Nella storia d’Italia sono ben 27 i quesiti referendari proposti al popolo italiano che non hanno smosso l’apatia dell’elettorato, che ha costantemente fatto mancare il “quorum”, che prevede la validità del referendum solo se vanno a votare il 50% più uno degli elettori aventi diritto.
Bisogna constatare amaramente che i nostri concittadini preferiscono delegare alla “CASTA” le decisioni politiche e tutte le favole propagandistiche che la democrazia è partecipazione, sono appunto favole da raccontare ai lobotomizzati televisivi che, purtroppo sono la maggioranza, con incidenza maggiore nei ceti popolari ignoranti e disillusi abbandonati dalla sinistra alle amorevoli cure di preti e Tv.

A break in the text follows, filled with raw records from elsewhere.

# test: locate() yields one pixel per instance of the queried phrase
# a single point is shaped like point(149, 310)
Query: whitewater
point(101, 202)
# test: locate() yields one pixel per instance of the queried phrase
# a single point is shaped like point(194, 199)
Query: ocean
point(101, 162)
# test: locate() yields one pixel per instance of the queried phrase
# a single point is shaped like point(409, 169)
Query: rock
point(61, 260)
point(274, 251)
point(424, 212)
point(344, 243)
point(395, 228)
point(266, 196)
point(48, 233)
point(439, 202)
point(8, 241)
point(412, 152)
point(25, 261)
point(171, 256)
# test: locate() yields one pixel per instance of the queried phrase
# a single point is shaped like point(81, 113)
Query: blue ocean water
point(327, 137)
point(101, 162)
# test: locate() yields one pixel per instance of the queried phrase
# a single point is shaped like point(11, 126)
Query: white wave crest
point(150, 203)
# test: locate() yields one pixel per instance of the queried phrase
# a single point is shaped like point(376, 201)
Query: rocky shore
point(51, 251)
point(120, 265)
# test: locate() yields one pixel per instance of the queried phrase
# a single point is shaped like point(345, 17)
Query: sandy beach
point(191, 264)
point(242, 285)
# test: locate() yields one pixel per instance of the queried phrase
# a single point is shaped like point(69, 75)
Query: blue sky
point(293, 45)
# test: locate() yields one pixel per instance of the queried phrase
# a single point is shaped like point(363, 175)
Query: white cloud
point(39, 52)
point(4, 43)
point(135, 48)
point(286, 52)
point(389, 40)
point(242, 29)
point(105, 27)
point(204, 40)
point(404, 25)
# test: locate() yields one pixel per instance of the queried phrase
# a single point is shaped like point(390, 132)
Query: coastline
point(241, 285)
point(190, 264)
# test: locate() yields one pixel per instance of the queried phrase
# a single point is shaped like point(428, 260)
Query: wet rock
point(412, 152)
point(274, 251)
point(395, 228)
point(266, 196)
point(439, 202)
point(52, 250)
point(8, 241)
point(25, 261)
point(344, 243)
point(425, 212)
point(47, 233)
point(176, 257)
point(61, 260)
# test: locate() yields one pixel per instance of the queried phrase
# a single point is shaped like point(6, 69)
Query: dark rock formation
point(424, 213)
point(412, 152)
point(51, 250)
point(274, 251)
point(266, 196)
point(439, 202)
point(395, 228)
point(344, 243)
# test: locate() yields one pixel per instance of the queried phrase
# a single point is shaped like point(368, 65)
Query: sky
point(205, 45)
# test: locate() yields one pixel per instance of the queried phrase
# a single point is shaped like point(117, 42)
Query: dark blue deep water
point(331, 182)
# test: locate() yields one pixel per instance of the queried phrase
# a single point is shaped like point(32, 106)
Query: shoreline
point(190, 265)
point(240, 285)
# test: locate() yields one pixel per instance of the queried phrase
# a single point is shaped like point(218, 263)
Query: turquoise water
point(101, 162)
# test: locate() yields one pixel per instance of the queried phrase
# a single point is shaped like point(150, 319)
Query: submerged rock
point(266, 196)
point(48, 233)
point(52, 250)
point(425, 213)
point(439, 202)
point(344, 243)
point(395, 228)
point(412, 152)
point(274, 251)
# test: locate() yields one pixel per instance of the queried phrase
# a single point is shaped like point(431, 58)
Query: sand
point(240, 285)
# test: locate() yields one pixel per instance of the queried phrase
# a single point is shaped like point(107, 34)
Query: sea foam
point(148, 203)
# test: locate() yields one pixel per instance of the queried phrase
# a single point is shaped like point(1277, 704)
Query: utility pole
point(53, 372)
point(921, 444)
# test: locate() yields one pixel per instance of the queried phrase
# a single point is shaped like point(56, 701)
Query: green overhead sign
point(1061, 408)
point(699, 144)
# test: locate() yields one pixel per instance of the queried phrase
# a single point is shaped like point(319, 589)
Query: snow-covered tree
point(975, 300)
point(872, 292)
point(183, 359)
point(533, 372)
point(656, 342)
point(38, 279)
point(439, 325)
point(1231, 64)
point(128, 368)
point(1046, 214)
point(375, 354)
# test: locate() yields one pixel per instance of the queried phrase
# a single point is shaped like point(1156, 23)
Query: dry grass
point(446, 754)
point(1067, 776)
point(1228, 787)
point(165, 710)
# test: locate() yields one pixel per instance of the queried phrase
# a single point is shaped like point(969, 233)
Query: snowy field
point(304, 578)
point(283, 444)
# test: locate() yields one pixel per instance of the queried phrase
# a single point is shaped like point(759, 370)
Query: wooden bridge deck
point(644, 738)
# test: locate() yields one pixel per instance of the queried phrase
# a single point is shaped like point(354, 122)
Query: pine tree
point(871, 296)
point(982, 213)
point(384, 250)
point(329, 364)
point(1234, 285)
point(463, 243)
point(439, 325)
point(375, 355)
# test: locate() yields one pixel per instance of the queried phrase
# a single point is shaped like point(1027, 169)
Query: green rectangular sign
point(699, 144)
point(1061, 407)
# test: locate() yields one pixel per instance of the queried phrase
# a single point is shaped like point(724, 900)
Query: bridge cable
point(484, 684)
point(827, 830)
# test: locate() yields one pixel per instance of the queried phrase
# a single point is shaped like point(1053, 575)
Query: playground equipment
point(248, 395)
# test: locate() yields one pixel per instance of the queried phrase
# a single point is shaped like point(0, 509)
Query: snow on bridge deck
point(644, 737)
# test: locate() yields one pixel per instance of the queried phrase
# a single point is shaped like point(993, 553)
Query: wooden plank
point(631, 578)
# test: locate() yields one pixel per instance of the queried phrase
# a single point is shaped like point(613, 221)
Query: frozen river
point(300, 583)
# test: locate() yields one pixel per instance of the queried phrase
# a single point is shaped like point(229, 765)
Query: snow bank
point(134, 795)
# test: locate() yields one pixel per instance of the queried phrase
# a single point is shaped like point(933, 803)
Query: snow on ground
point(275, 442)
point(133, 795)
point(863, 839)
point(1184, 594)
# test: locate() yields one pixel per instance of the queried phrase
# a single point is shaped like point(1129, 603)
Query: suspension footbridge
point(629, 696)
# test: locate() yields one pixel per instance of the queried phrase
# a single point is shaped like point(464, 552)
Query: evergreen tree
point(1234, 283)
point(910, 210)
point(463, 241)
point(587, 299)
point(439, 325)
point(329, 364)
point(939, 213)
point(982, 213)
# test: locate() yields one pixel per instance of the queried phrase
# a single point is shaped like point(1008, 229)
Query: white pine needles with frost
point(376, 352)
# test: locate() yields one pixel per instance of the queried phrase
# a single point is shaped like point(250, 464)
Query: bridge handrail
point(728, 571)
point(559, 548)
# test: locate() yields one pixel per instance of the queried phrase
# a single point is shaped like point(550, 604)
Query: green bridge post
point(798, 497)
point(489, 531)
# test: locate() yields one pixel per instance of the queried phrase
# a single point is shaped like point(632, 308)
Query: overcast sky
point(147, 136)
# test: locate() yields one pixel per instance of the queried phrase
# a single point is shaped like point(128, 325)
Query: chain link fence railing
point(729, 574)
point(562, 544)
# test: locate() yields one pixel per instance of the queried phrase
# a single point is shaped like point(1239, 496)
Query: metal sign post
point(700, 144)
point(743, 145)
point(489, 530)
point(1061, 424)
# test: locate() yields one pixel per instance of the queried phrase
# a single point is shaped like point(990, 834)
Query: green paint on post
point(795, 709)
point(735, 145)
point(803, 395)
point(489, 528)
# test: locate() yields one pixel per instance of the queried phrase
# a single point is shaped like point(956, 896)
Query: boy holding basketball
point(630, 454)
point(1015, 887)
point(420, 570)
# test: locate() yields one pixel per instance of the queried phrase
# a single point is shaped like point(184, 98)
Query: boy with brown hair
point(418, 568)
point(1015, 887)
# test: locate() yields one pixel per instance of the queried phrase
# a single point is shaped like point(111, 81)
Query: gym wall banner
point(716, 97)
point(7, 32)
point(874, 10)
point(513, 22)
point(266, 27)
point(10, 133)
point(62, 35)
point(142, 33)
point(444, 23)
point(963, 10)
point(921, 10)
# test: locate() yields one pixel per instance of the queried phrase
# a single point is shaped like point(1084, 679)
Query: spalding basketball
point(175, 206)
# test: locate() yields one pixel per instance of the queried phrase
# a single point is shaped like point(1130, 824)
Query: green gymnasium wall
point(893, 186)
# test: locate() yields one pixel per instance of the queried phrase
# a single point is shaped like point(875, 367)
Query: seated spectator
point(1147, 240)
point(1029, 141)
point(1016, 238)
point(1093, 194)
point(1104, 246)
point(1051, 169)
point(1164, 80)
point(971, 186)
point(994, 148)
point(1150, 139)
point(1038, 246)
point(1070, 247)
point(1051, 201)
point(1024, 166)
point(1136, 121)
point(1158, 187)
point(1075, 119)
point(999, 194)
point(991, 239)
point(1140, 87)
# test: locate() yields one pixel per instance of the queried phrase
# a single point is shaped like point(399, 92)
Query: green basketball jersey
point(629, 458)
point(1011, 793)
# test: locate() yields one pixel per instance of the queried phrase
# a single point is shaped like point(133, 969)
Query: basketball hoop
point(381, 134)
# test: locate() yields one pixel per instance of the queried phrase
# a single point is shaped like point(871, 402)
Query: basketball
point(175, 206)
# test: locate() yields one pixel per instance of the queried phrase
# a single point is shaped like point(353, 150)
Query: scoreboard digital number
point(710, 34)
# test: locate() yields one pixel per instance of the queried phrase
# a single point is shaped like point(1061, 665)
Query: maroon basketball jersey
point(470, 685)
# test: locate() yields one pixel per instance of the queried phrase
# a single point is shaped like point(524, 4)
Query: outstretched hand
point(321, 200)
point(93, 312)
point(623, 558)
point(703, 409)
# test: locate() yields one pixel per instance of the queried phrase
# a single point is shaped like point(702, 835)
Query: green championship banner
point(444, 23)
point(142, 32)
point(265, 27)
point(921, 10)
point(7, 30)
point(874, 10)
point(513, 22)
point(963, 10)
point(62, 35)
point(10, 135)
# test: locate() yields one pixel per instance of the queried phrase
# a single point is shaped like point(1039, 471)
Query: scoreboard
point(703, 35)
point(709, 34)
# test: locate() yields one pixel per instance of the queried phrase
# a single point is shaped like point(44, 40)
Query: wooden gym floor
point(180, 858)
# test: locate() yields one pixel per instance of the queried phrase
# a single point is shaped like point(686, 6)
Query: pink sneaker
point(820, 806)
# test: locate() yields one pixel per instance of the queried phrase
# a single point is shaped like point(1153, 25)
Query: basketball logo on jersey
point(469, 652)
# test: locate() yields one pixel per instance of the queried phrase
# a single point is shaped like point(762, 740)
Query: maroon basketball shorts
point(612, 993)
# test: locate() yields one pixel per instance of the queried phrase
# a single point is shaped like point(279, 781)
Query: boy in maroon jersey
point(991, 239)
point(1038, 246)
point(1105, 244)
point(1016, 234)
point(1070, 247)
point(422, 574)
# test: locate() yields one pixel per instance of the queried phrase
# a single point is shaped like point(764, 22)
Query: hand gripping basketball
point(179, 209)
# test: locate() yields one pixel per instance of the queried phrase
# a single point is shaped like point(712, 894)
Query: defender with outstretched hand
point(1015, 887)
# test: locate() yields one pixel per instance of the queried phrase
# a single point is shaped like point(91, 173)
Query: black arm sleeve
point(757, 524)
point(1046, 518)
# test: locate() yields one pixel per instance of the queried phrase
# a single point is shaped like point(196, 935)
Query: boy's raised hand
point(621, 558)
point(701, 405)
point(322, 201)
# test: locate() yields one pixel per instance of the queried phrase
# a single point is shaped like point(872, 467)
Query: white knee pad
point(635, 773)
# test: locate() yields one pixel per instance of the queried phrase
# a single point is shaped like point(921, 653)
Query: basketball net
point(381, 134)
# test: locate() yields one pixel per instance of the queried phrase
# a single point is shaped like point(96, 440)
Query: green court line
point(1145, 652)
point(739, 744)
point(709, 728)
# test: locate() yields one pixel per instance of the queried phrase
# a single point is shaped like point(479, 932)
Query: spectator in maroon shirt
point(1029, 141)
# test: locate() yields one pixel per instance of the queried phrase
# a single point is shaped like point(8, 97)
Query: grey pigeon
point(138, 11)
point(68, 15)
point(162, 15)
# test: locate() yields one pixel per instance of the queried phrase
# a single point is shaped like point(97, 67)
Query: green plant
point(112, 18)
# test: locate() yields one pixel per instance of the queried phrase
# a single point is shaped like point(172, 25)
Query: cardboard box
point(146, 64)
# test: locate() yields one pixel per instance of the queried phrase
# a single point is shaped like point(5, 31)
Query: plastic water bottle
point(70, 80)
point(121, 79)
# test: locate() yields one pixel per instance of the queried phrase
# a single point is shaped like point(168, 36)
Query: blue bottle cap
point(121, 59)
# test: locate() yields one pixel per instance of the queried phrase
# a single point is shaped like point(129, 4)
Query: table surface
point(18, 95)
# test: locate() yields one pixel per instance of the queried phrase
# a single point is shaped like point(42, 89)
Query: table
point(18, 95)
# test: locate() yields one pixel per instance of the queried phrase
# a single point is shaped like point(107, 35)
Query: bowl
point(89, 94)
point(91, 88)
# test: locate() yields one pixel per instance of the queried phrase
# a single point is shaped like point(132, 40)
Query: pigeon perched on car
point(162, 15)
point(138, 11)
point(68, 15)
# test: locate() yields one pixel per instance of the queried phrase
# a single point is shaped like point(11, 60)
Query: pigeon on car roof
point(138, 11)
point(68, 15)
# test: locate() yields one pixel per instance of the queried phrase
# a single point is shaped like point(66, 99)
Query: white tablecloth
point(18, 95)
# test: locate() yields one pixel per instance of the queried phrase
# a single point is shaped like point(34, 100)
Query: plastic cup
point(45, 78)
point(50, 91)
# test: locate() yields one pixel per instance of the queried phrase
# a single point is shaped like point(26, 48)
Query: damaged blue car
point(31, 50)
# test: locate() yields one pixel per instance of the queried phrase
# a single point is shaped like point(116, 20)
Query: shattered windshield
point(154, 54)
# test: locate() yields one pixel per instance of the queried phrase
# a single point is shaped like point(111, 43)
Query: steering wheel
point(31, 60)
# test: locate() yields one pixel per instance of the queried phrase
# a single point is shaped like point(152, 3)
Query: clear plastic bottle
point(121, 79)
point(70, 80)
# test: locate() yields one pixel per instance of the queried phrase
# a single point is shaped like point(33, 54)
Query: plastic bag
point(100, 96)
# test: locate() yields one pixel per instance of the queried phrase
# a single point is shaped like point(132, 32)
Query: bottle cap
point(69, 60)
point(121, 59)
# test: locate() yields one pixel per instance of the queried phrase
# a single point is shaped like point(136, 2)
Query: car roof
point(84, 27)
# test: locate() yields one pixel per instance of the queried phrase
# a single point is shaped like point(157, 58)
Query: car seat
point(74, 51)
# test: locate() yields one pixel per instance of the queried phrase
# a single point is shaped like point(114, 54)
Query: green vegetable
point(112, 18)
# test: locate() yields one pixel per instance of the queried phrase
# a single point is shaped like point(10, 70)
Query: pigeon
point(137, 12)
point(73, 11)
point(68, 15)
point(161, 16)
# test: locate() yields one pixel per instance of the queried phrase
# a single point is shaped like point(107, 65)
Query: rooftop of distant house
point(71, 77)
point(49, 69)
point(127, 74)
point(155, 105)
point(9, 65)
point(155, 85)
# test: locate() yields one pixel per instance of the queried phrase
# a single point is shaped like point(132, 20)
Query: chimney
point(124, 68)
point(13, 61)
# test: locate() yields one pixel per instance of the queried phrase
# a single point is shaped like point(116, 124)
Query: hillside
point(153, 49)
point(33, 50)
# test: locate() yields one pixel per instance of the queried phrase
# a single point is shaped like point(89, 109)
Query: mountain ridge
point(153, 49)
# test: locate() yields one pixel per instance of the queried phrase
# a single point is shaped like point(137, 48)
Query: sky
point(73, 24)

Le attuali frenetiche manovre governative, per eliminare dal voto del prossimo 12-13 giugno i referendum che avrebbero potuto schiodare i cittadini dalla loro atavica passività e fatalismo, ci fanno capire quanto in realtà sia temuto il giudizio popolare e che si farà di tutto affinché l’onda emotiva per il disastro nucleare giapponese non si traduca in partecipazione referendaria, anche perché la gente potrebbe estendere il proprio voto contrario alle pretese del Caimano di avere un trattamento giudiziario diverso da quello riservato ai normali cittadini (legittimo impedimento).
La cricca al potere, con 5 reti televisive a disposizione, mostra di conoscere bene i suoi polli, pardon sudditi, le cui convinzioni non propriamente granitiche, possono essere orientate e sopite con sapienti campagne mediatiche di cui il regista unico e impareggiabile rimane il nostro “caro leader”.
Un popolo serio, di fronte allo scippo dei referendum, di fronte allo sperpero di denaro pubblico (350 milioni di euro) per non abbinare il voto referendario alle amministrative (per paura del raggiungimento del quorum), sarebbe insorto e avrebbe punito senza appello i responsabili di queste sporche manovre.
Ma 30 anni di telecrazia privata e la predicazione pretesca di rassegnazione e passività hanno fabbricato docili pecorelle che ormai accettano tutto, anche i pregiudicati in Parlamento e che il premier pagava Ruby (nipote di Mubarak) per non farla prostituire. Se le convinzioni degli italiani sono così incerte e labili, al punto di non andare a votare il 12-13 giugno contro il legittimo impedimento, che significherebbe far finire l’era berlusconiana, questo è un paese senza futuro, di sudditi frustrati, con genitori che aspirano solo a mandare le loro figlie a rendere servizi sessuali al sultano.
Quanto alle regole che disciplinano l’istituto referendario, la prima ad essere abolita dovrebbe essere quella del quorum, perché se un milione di cittadini si attiva e si organizza per abolire una legge, ciò è sufficiente per dare legittimità alla consultazione. Inoltre, in una democrazia reale e compiuta sarebbe necessario avere l’istituto del REFERENDUM PROPOSITIVO, sottoscritto con un milione di firme, per poter integrare l’attività legislativa del Parlamento con contributi di democrazia diretta.
Paolo De Gregorio, nato a Roma, ha lasciato l'attività professionale e la grande città: oggi abita in Sardegna, dove ha realizzato un orto biologico. Partecipa alla vita politica e sociale pubblicando on line riflessioni e proposte.